Hirokazu Kore-eda Will Open Venice 2019

Catherine Deneuve in Hirokazu Kore-eda’s The Truth (2019)

Barely two months after Shoplifters won the Palme d’Or in Cannes last year, word was out that Hirokazu Kore-eda was already at work on a new feature, his first to be shot outside of Japan. The Truth will also be the first film to bring together two major stars of French and international cinema, Catherine Deneuve and Juliette Binoche. Today, the Venice Film Festival announced that the film, which also features Ethan Hawke and Ludivine Sagnier, will open its seventy-sixth edition on August 28.

In what can’t be too much of a stretch, Deneuve plays Fabienne, a French icon of the silver screen surrounded by men who love and admire her. The publication of her memoirs brings her daughter Lumir (Binoche) to Paris from New York, her husband (Hawke) and young child in tow. It isn’t long before Fabienne and Lumir are locking horns and confessing to long-held resentments. “We shot the movie in ten weeks last fall in Paris,” says Kore-eda in a response to today’s announcement. “The cast is prestigious, but the film itself recounts a small family story that takes place primarily inside a house. I have tried to make my characters live within this small universe, with their lies, pride, regrets, sadness, joy, and reconciliation.”

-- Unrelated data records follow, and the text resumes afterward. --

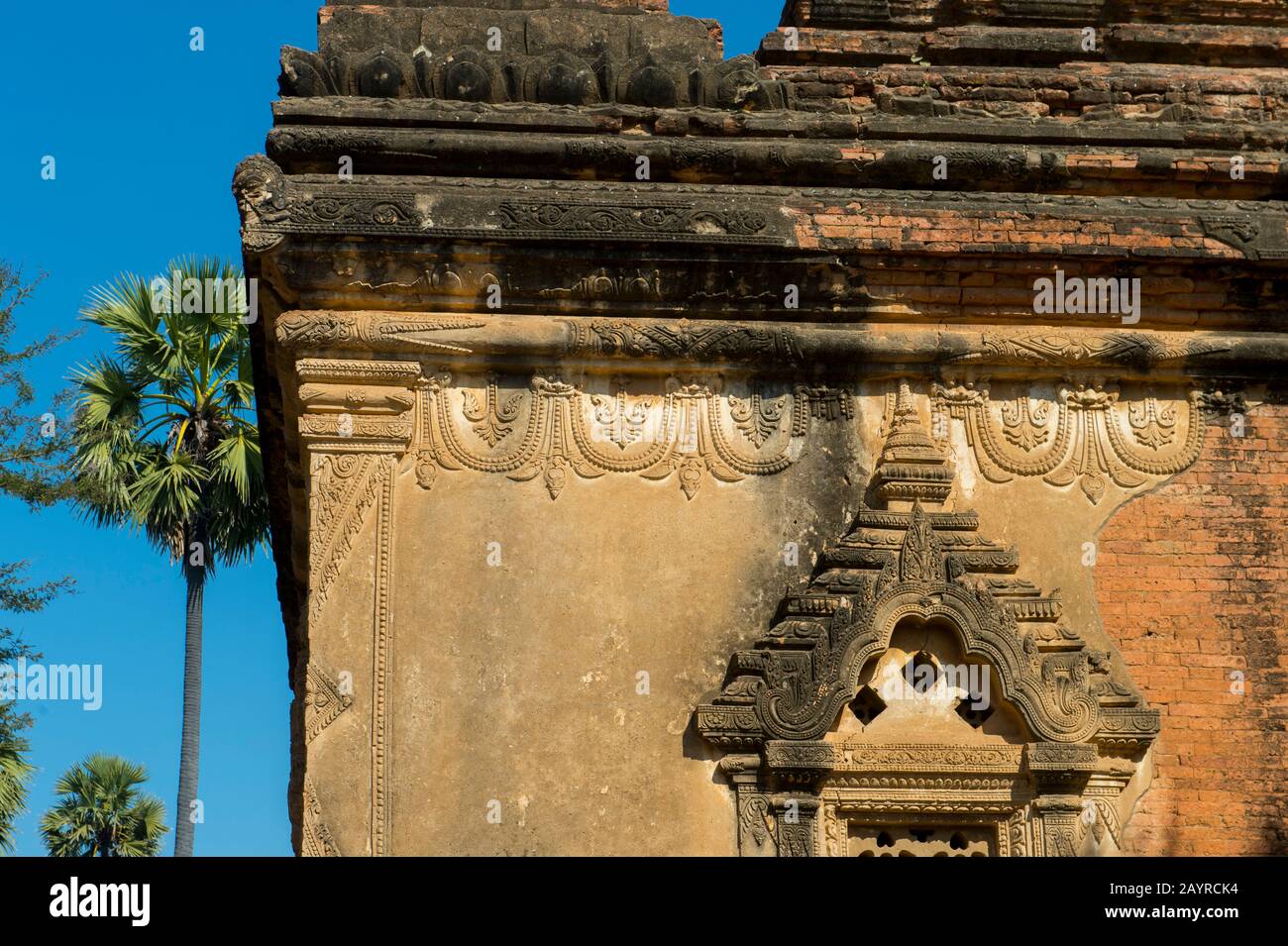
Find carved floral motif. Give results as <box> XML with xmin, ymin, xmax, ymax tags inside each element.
<box><xmin>931</xmin><ymin>383</ymin><xmax>1203</xmax><ymax>503</ymax></box>
<box><xmin>416</xmin><ymin>374</ymin><xmax>849</xmax><ymax>499</ymax></box>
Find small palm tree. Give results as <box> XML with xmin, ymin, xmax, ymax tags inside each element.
<box><xmin>0</xmin><ymin>734</ymin><xmax>35</xmax><ymax>855</ymax></box>
<box><xmin>40</xmin><ymin>753</ymin><xmax>170</xmax><ymax>857</ymax></box>
<box><xmin>73</xmin><ymin>259</ymin><xmax>268</xmax><ymax>857</ymax></box>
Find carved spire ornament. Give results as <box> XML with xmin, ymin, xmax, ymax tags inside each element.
<box><xmin>696</xmin><ymin>382</ymin><xmax>1159</xmax><ymax>856</ymax></box>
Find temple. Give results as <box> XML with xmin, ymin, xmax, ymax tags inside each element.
<box><xmin>233</xmin><ymin>0</ymin><xmax>1288</xmax><ymax>856</ymax></box>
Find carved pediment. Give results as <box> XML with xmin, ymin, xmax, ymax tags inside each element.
<box><xmin>696</xmin><ymin>384</ymin><xmax>1159</xmax><ymax>855</ymax></box>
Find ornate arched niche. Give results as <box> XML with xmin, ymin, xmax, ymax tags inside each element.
<box><xmin>697</xmin><ymin>384</ymin><xmax>1159</xmax><ymax>856</ymax></box>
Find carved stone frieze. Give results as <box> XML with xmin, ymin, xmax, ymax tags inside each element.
<box><xmin>931</xmin><ymin>382</ymin><xmax>1203</xmax><ymax>503</ymax></box>
<box><xmin>300</xmin><ymin>775</ymin><xmax>340</xmax><ymax>857</ymax></box>
<box><xmin>696</xmin><ymin>382</ymin><xmax>1175</xmax><ymax>856</ymax></box>
<box><xmin>415</xmin><ymin>373</ymin><xmax>850</xmax><ymax>499</ymax></box>
<box><xmin>304</xmin><ymin>661</ymin><xmax>353</xmax><ymax>743</ymax></box>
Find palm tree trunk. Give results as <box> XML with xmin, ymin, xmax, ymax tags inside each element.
<box><xmin>174</xmin><ymin>529</ymin><xmax>207</xmax><ymax>857</ymax></box>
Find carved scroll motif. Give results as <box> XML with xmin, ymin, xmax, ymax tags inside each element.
<box><xmin>304</xmin><ymin>661</ymin><xmax>353</xmax><ymax>743</ymax></box>
<box><xmin>309</xmin><ymin>453</ymin><xmax>394</xmax><ymax>620</ymax></box>
<box><xmin>416</xmin><ymin>374</ymin><xmax>850</xmax><ymax>499</ymax></box>
<box><xmin>931</xmin><ymin>384</ymin><xmax>1203</xmax><ymax>503</ymax></box>
<box><xmin>300</xmin><ymin>775</ymin><xmax>340</xmax><ymax>857</ymax></box>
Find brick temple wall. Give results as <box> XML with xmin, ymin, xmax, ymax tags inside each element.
<box><xmin>1096</xmin><ymin>404</ymin><xmax>1288</xmax><ymax>856</ymax></box>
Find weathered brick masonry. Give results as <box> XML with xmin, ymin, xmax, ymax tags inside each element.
<box><xmin>233</xmin><ymin>0</ymin><xmax>1288</xmax><ymax>856</ymax></box>
<box><xmin>1095</xmin><ymin>404</ymin><xmax>1288</xmax><ymax>856</ymax></box>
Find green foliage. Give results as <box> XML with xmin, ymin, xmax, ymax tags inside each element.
<box><xmin>0</xmin><ymin>260</ymin><xmax>74</xmax><ymax>506</ymax></box>
<box><xmin>74</xmin><ymin>259</ymin><xmax>268</xmax><ymax>565</ymax></box>
<box><xmin>40</xmin><ymin>754</ymin><xmax>170</xmax><ymax>857</ymax></box>
<box><xmin>0</xmin><ymin>260</ymin><xmax>72</xmax><ymax>853</ymax></box>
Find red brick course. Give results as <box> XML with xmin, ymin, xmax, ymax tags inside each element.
<box><xmin>1096</xmin><ymin>405</ymin><xmax>1288</xmax><ymax>856</ymax></box>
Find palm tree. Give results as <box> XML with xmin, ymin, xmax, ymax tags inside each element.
<box><xmin>73</xmin><ymin>259</ymin><xmax>268</xmax><ymax>857</ymax></box>
<box><xmin>40</xmin><ymin>753</ymin><xmax>170</xmax><ymax>857</ymax></box>
<box><xmin>0</xmin><ymin>734</ymin><xmax>35</xmax><ymax>855</ymax></box>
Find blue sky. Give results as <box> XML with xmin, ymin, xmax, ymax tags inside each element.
<box><xmin>0</xmin><ymin>0</ymin><xmax>781</xmax><ymax>855</ymax></box>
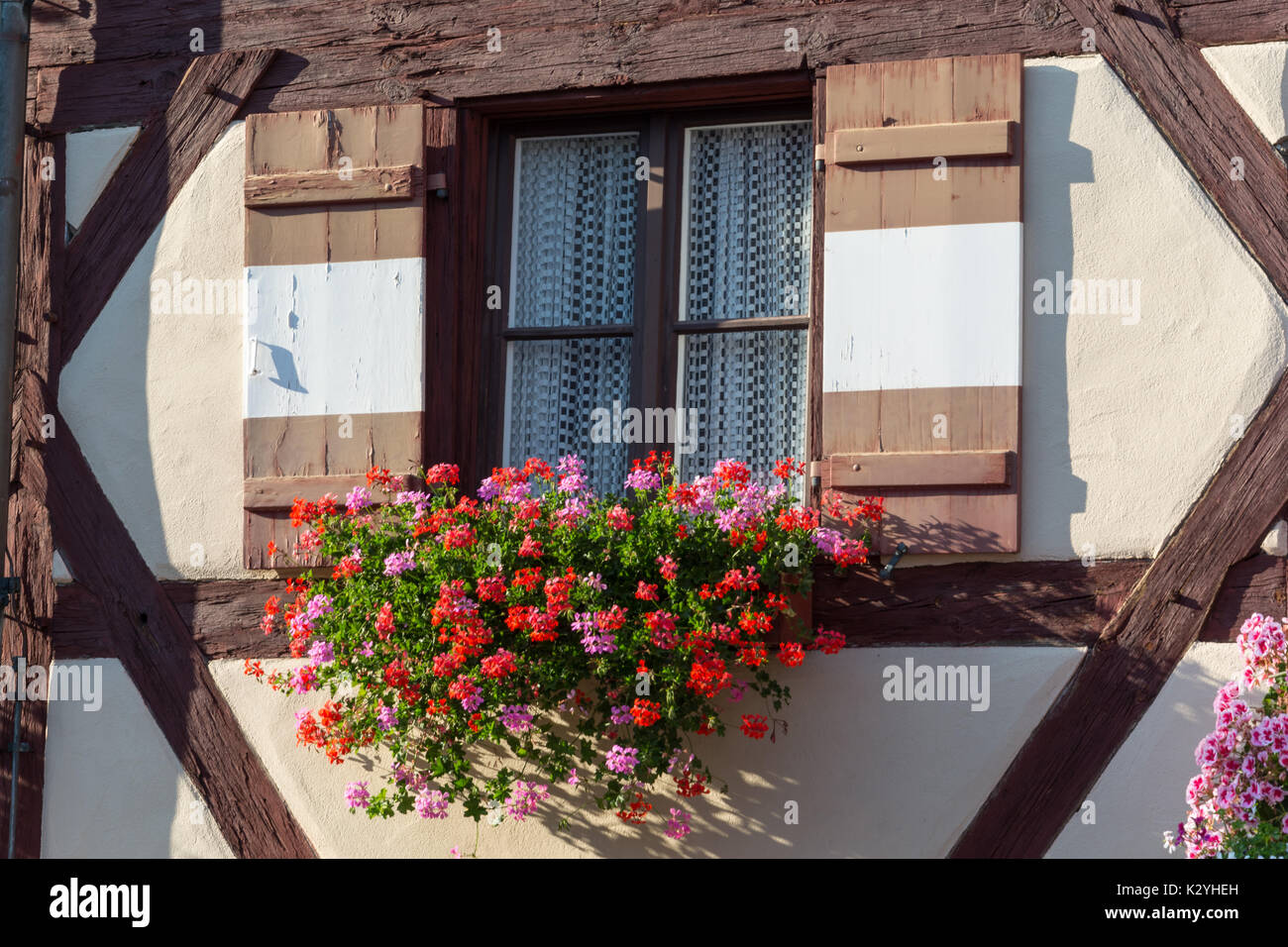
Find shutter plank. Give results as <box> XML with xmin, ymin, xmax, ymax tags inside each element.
<box><xmin>820</xmin><ymin>55</ymin><xmax>1022</xmax><ymax>553</ymax></box>
<box><xmin>244</xmin><ymin>104</ymin><xmax>425</xmax><ymax>569</ymax></box>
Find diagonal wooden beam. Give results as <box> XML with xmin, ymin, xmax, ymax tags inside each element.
<box><xmin>0</xmin><ymin>137</ymin><xmax>64</xmax><ymax>858</ymax></box>
<box><xmin>47</xmin><ymin>411</ymin><xmax>316</xmax><ymax>858</ymax></box>
<box><xmin>60</xmin><ymin>49</ymin><xmax>277</xmax><ymax>365</ymax></box>
<box><xmin>950</xmin><ymin>0</ymin><xmax>1288</xmax><ymax>858</ymax></box>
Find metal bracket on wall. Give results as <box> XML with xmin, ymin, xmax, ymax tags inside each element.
<box><xmin>0</xmin><ymin>576</ymin><xmax>22</xmax><ymax>611</ymax></box>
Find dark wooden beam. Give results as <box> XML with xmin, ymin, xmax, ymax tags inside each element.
<box><xmin>29</xmin><ymin>0</ymin><xmax>1082</xmax><ymax>129</ymax></box>
<box><xmin>48</xmin><ymin>417</ymin><xmax>316</xmax><ymax>858</ymax></box>
<box><xmin>59</xmin><ymin>49</ymin><xmax>275</xmax><ymax>365</ymax></box>
<box><xmin>52</xmin><ymin>554</ymin><xmax>1288</xmax><ymax>660</ymax></box>
<box><xmin>0</xmin><ymin>137</ymin><xmax>64</xmax><ymax>858</ymax></box>
<box><xmin>53</xmin><ymin>579</ymin><xmax>290</xmax><ymax>661</ymax></box>
<box><xmin>952</xmin><ymin>0</ymin><xmax>1288</xmax><ymax>858</ymax></box>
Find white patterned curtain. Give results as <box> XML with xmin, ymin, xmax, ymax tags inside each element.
<box><xmin>506</xmin><ymin>133</ymin><xmax>639</xmax><ymax>492</ymax></box>
<box><xmin>680</xmin><ymin>121</ymin><xmax>814</xmax><ymax>491</ymax></box>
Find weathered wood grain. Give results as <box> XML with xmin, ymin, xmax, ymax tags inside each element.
<box><xmin>54</xmin><ymin>579</ymin><xmax>290</xmax><ymax>661</ymax></box>
<box><xmin>245</xmin><ymin>164</ymin><xmax>420</xmax><ymax>207</ymax></box>
<box><xmin>0</xmin><ymin>137</ymin><xmax>64</xmax><ymax>858</ymax></box>
<box><xmin>952</xmin><ymin>0</ymin><xmax>1288</xmax><ymax>858</ymax></box>
<box><xmin>815</xmin><ymin>451</ymin><xmax>1015</xmax><ymax>489</ymax></box>
<box><xmin>53</xmin><ymin>556</ymin><xmax>1288</xmax><ymax>660</ymax></box>
<box><xmin>59</xmin><ymin>49</ymin><xmax>275</xmax><ymax>365</ymax></box>
<box><xmin>48</xmin><ymin>417</ymin><xmax>316</xmax><ymax>858</ymax></box>
<box><xmin>29</xmin><ymin>0</ymin><xmax>1082</xmax><ymax>129</ymax></box>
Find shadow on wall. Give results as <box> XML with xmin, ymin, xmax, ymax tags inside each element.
<box><xmin>1020</xmin><ymin>65</ymin><xmax>1095</xmax><ymax>552</ymax></box>
<box><xmin>34</xmin><ymin>0</ymin><xmax>234</xmax><ymax>857</ymax></box>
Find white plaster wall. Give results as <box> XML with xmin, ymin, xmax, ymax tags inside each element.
<box><xmin>58</xmin><ymin>123</ymin><xmax>246</xmax><ymax>579</ymax></box>
<box><xmin>211</xmin><ymin>648</ymin><xmax>1081</xmax><ymax>858</ymax></box>
<box><xmin>906</xmin><ymin>56</ymin><xmax>1288</xmax><ymax>565</ymax></box>
<box><xmin>1203</xmin><ymin>43</ymin><xmax>1288</xmax><ymax>142</ymax></box>
<box><xmin>64</xmin><ymin>125</ymin><xmax>139</xmax><ymax>228</ymax></box>
<box><xmin>60</xmin><ymin>56</ymin><xmax>1288</xmax><ymax>578</ymax></box>
<box><xmin>40</xmin><ymin>660</ymin><xmax>232</xmax><ymax>858</ymax></box>
<box><xmin>1047</xmin><ymin>642</ymin><xmax>1243</xmax><ymax>858</ymax></box>
<box><xmin>46</xmin><ymin>56</ymin><xmax>1285</xmax><ymax>856</ymax></box>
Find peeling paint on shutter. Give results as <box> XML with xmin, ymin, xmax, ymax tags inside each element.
<box><xmin>814</xmin><ymin>54</ymin><xmax>1024</xmax><ymax>553</ymax></box>
<box><xmin>242</xmin><ymin>106</ymin><xmax>425</xmax><ymax>569</ymax></box>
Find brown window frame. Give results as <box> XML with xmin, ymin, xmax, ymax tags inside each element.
<box><xmin>481</xmin><ymin>94</ymin><xmax>820</xmax><ymax>481</ymax></box>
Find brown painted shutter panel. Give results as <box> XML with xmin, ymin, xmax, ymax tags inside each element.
<box><xmin>244</xmin><ymin>104</ymin><xmax>426</xmax><ymax>569</ymax></box>
<box><xmin>814</xmin><ymin>54</ymin><xmax>1022</xmax><ymax>553</ymax></box>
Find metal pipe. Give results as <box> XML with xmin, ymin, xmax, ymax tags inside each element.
<box><xmin>0</xmin><ymin>0</ymin><xmax>32</xmax><ymax>858</ymax></box>
<box><xmin>7</xmin><ymin>657</ymin><xmax>27</xmax><ymax>861</ymax></box>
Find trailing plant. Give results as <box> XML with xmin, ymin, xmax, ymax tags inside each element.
<box><xmin>1163</xmin><ymin>614</ymin><xmax>1288</xmax><ymax>858</ymax></box>
<box><xmin>246</xmin><ymin>454</ymin><xmax>883</xmax><ymax>839</ymax></box>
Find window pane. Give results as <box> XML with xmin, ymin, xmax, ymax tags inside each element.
<box><xmin>680</xmin><ymin>329</ymin><xmax>806</xmax><ymax>481</ymax></box>
<box><xmin>684</xmin><ymin>121</ymin><xmax>814</xmax><ymax>320</ymax></box>
<box><xmin>510</xmin><ymin>133</ymin><xmax>639</xmax><ymax>327</ymax></box>
<box><xmin>505</xmin><ymin>338</ymin><xmax>631</xmax><ymax>493</ymax></box>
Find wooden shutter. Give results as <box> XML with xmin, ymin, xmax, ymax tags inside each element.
<box><xmin>814</xmin><ymin>55</ymin><xmax>1022</xmax><ymax>553</ymax></box>
<box><xmin>244</xmin><ymin>104</ymin><xmax>425</xmax><ymax>569</ymax></box>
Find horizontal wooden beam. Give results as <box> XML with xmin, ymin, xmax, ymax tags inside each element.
<box><xmin>824</xmin><ymin>121</ymin><xmax>1019</xmax><ymax>164</ymax></box>
<box><xmin>810</xmin><ymin>451</ymin><xmax>1015</xmax><ymax>489</ymax></box>
<box><xmin>53</xmin><ymin>579</ymin><xmax>290</xmax><ymax>661</ymax></box>
<box><xmin>242</xmin><ymin>474</ymin><xmax>380</xmax><ymax>510</ymax></box>
<box><xmin>47</xmin><ymin>417</ymin><xmax>316</xmax><ymax>858</ymax></box>
<box><xmin>29</xmin><ymin>0</ymin><xmax>1082</xmax><ymax>130</ymax></box>
<box><xmin>245</xmin><ymin>164</ymin><xmax>420</xmax><ymax>207</ymax></box>
<box><xmin>52</xmin><ymin>556</ymin><xmax>1288</xmax><ymax>660</ymax></box>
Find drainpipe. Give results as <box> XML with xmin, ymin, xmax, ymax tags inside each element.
<box><xmin>0</xmin><ymin>0</ymin><xmax>33</xmax><ymax>858</ymax></box>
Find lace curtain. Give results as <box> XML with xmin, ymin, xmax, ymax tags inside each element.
<box><xmin>506</xmin><ymin>339</ymin><xmax>631</xmax><ymax>493</ymax></box>
<box><xmin>680</xmin><ymin>121</ymin><xmax>814</xmax><ymax>481</ymax></box>
<box><xmin>510</xmin><ymin>134</ymin><xmax>639</xmax><ymax>327</ymax></box>
<box><xmin>506</xmin><ymin>133</ymin><xmax>639</xmax><ymax>492</ymax></box>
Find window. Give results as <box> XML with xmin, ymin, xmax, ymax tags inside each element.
<box><xmin>493</xmin><ymin>106</ymin><xmax>814</xmax><ymax>492</ymax></box>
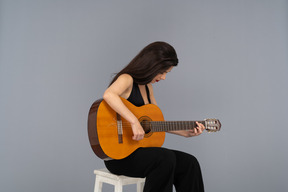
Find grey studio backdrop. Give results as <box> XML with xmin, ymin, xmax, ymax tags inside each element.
<box><xmin>0</xmin><ymin>0</ymin><xmax>288</xmax><ymax>192</ymax></box>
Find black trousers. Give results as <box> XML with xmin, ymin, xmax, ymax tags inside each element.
<box><xmin>105</xmin><ymin>147</ymin><xmax>204</xmax><ymax>192</ymax></box>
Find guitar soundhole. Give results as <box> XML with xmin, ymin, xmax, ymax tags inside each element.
<box><xmin>139</xmin><ymin>116</ymin><xmax>152</xmax><ymax>137</ymax></box>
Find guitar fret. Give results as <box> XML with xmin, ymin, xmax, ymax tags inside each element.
<box><xmin>150</xmin><ymin>121</ymin><xmax>205</xmax><ymax>132</ymax></box>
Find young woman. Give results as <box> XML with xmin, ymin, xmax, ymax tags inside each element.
<box><xmin>103</xmin><ymin>42</ymin><xmax>205</xmax><ymax>192</ymax></box>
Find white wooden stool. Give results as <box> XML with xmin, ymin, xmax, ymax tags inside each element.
<box><xmin>94</xmin><ymin>169</ymin><xmax>145</xmax><ymax>192</ymax></box>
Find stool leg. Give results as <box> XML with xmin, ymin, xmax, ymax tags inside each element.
<box><xmin>94</xmin><ymin>176</ymin><xmax>103</xmax><ymax>192</ymax></box>
<box><xmin>137</xmin><ymin>182</ymin><xmax>145</xmax><ymax>192</ymax></box>
<box><xmin>114</xmin><ymin>182</ymin><xmax>123</xmax><ymax>192</ymax></box>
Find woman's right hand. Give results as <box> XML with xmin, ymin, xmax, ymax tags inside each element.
<box><xmin>131</xmin><ymin>121</ymin><xmax>145</xmax><ymax>141</ymax></box>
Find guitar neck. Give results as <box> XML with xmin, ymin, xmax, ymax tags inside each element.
<box><xmin>149</xmin><ymin>121</ymin><xmax>205</xmax><ymax>132</ymax></box>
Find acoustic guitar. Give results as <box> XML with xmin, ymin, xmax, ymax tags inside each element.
<box><xmin>88</xmin><ymin>98</ymin><xmax>221</xmax><ymax>160</ymax></box>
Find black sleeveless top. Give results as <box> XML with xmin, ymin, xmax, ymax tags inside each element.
<box><xmin>127</xmin><ymin>82</ymin><xmax>151</xmax><ymax>107</ymax></box>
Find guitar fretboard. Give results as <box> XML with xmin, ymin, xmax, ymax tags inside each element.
<box><xmin>149</xmin><ymin>121</ymin><xmax>205</xmax><ymax>132</ymax></box>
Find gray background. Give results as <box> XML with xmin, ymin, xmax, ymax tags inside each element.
<box><xmin>0</xmin><ymin>0</ymin><xmax>288</xmax><ymax>192</ymax></box>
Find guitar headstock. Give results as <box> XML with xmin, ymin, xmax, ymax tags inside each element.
<box><xmin>204</xmin><ymin>119</ymin><xmax>221</xmax><ymax>132</ymax></box>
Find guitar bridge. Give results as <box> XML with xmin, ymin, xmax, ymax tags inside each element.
<box><xmin>117</xmin><ymin>113</ymin><xmax>123</xmax><ymax>143</ymax></box>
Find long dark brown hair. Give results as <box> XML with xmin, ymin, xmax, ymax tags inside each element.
<box><xmin>110</xmin><ymin>41</ymin><xmax>178</xmax><ymax>85</ymax></box>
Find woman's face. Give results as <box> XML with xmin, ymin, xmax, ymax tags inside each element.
<box><xmin>151</xmin><ymin>66</ymin><xmax>173</xmax><ymax>83</ymax></box>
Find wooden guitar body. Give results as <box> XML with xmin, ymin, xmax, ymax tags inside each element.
<box><xmin>88</xmin><ymin>99</ymin><xmax>165</xmax><ymax>159</ymax></box>
<box><xmin>88</xmin><ymin>98</ymin><xmax>221</xmax><ymax>160</ymax></box>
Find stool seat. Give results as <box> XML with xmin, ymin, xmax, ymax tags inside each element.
<box><xmin>94</xmin><ymin>169</ymin><xmax>145</xmax><ymax>192</ymax></box>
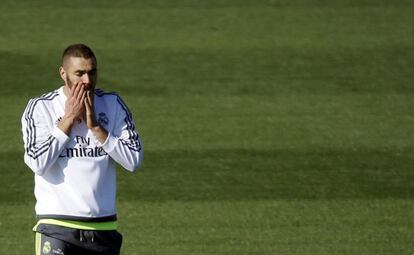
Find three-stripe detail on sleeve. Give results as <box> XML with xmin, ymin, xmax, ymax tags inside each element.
<box><xmin>24</xmin><ymin>91</ymin><xmax>59</xmax><ymax>159</ymax></box>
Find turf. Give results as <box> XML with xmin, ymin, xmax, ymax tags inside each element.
<box><xmin>0</xmin><ymin>0</ymin><xmax>414</xmax><ymax>254</ymax></box>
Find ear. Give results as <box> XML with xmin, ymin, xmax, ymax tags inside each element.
<box><xmin>59</xmin><ymin>66</ymin><xmax>66</xmax><ymax>82</ymax></box>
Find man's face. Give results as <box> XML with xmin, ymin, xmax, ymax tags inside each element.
<box><xmin>60</xmin><ymin>57</ymin><xmax>98</xmax><ymax>91</ymax></box>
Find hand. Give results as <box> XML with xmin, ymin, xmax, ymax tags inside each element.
<box><xmin>84</xmin><ymin>90</ymin><xmax>99</xmax><ymax>129</ymax></box>
<box><xmin>64</xmin><ymin>82</ymin><xmax>86</xmax><ymax>120</ymax></box>
<box><xmin>84</xmin><ymin>90</ymin><xmax>108</xmax><ymax>144</ymax></box>
<box><xmin>58</xmin><ymin>82</ymin><xmax>86</xmax><ymax>135</ymax></box>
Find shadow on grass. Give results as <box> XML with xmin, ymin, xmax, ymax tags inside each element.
<box><xmin>0</xmin><ymin>149</ymin><xmax>414</xmax><ymax>202</ymax></box>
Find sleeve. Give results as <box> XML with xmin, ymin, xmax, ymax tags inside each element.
<box><xmin>102</xmin><ymin>97</ymin><xmax>143</xmax><ymax>172</ymax></box>
<box><xmin>21</xmin><ymin>99</ymin><xmax>69</xmax><ymax>175</ymax></box>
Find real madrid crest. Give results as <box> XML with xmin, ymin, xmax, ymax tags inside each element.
<box><xmin>98</xmin><ymin>112</ymin><xmax>109</xmax><ymax>126</ymax></box>
<box><xmin>42</xmin><ymin>241</ymin><xmax>52</xmax><ymax>254</ymax></box>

Besides the Palme d’Or, Kore-eda won the jury prize in Cannes in 2013 for Like Father, Like Son, and in 2017, The Third Murder premiered in competition in Venice. So, too, will The Truth before IFC Films brings it to North America, most likely before the end of this year. For her part, Deneuve remains as busy as ever, and will soon be seen in Cédric Kahn’s Happy Birthday. Binoche’s body of work, in the meantime, is the focus of considerable attention this summer. In the UK, Mubi’s retrospective is running through September 23, and at Reverse Shot, critics are contributing to Binoche Auteur, a symposium on the actress who has created “a through-line in otherwise disparate works for generations of cinephiles.” As for Hawke, Richard Linklater’s Before trilogy has given him plenty of experience playing an American with a headstrong French partner.